# Biete PC Games MMO WoW Hefte



## Worrel (22. Februar 2011)

Hat jemand Interesse an den PC Games MMO WoW Heften zu BC und WotLK Zeiten?

Ich hab hier noch ~25 Hefte (logischerweise jedes nur 1x  ) rumliegen, die sonst den Altpapiercontainer als zukünftiges Zuhause hätten.
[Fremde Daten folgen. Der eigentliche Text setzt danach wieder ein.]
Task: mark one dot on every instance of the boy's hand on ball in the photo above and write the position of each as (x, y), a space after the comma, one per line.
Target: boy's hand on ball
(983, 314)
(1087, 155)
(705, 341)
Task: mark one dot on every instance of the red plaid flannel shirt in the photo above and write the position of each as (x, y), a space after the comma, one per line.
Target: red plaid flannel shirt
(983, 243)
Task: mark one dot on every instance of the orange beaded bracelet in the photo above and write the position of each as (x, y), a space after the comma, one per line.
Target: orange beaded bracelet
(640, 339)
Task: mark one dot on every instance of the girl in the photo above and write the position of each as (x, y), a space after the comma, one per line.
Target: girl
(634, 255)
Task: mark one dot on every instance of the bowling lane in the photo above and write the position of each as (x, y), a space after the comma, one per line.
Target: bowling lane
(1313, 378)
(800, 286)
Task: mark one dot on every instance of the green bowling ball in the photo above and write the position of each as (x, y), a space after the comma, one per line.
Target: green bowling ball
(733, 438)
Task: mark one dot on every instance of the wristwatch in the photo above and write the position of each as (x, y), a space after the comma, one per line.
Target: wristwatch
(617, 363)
Zustand ist jeweils gut bis sehr gut.


----------



## Worrel (19. März 2011)

Keiner interessiert ?


----------



## McDrake (19. März 2011)

Worrel schrieb:


> Hat jemand Interesse an den PC Games MMO WoW Heften zu BC und WotLK Zeiten?
> 
> Ich hab hier noch ~25 Hefte (logischerweise jedes nur 1x  ) rumliegen, die sonst den Altpapiercontainer als zukünftiges Zuhause hätten.
> 
> Zustand ist jeweils gut bis sehr gut.



Sind da noch die grossen Karten mit dabei?
Da war doch wer, die solche gesucht hat:
http://www.pcgames.de/m,forum/Spieleforum-41/Online-3011/WoW-Reallife-Landkarte-bzw-Poster-9184349/?c=5


----------



## Worrel (22. März 2011)

McDrake schrieb:


> Sind da noch die grossen Karten mit dabei?
> Da war doch wer, die solche gesucht hat:
> http://www.pcgames.de/m,forum/Spieleforum-41/Online-3011/WoW-Reallife-Landkarte-bzw-Poster-9184349/?c=5


Ein paar ja, aber die kann ich jetzt eh keinem konkreten Heft mehr zuordnen - danke für den Hinweis  .


----------